“These are new times: at the beginning of Golob’s term as Prime Minister, Lenart Žavbi, an MP from his party, the Freedom Movement, congratulated the people on the Day of Youth – the birthday of Josip Broz, the Yugoslavian dictator,” wrote the editor-in-chief of Siol, Peter Jančič. “A clear message to the core Europe,” Janez Janša responded.
The fact that the Freedom Movement party (Gibanje svoboda) is not a “central party” has been clear since its conception. The name itself is, in itself, a kind of “partisan lingo,” which is trying to convince Slovenians that this is about a kind of spontaneous “people’s uprising” or “guerrilla movement” against a dictatorship. And the more naïve part of those who went to school during the previous regime is certainly very perceptive for such explanations. In the case of the Freedom Movement party, we are actually talking about a parliamentary implementation of a mutation of the Associations of the National Liberation Movement of Slovenia, which includes the intangible heritage of the failed regime, such as the celebration of outdated holidays.
The leader of the Slovenian Democratic Party (SDS), Janez Janša, responded to what happened by writing: “A short answer to the many questions from abroad regarding the orientation of the Freedom Movement party, which is forming a new government. Can you imagine if the deputies of a party that was in the process of forming the German government congratulated Adolf Hitler on his birthday? And yet, in Slovenia, the members of parliament from the Freedom Movement party chose the 25th of May, the birthday of the former dictator of Yugoslavia and mass murderer Josip Broz Tito, as the day of the Prime Minister’s appointment. And they publicly congratulated each other on Tito’s birthday.

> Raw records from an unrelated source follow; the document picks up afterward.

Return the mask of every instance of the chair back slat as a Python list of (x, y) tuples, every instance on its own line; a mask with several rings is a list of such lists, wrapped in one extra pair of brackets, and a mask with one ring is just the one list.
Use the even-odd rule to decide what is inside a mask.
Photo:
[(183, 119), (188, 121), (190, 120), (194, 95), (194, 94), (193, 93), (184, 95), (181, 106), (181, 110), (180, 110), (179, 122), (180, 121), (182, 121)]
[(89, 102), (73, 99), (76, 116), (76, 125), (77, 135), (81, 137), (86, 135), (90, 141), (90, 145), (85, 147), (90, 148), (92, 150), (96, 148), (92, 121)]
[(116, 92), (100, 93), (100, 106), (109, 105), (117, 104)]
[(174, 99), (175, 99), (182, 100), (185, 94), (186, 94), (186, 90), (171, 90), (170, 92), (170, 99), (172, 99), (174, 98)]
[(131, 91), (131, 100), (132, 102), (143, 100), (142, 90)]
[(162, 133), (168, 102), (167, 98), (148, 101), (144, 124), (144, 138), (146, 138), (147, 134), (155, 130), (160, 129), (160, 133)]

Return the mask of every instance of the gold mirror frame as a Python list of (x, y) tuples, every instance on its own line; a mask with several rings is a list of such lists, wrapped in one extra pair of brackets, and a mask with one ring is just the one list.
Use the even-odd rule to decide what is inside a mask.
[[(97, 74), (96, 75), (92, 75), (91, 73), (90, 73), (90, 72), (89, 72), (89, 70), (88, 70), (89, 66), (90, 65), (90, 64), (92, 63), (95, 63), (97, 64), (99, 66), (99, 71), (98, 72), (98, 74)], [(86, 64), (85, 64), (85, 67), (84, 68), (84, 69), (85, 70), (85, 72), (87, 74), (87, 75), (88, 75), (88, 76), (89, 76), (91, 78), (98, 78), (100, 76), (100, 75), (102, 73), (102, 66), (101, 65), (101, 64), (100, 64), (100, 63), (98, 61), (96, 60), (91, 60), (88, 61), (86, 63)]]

This says it all.” Janša also added a very interesting photography collage to his answer.
In addition to the Yugoslavian pioneer hats and scarves, we can also see migrants from the Middle East and Africa in the photos. It seems that to them, this whole circus seems like a slightly silly but still fun picnic. Better that than being hungry somewhere else. The proud successors of the League of Communists of Slovenia seem to be consistently following the evolution of Marxism, which was once focused on the struggle of the oppressed proletarians. Since then, however, the latter has been supplanted by the “oppressed” (racial, ethnic, religious, sexual, and so on) minorities. From the idolatry of the proletariat to the idolatry of globalist multiculturalism, the new market niche of the “progressive” left. But behind the scenes of the cultural fight, there is another fight going on – namely, that for departments and state properties. Tito, the Day of Youth and everything else are just delicious “bones to chew on,” a means of distracting everyone from what is really going on behind the scenes.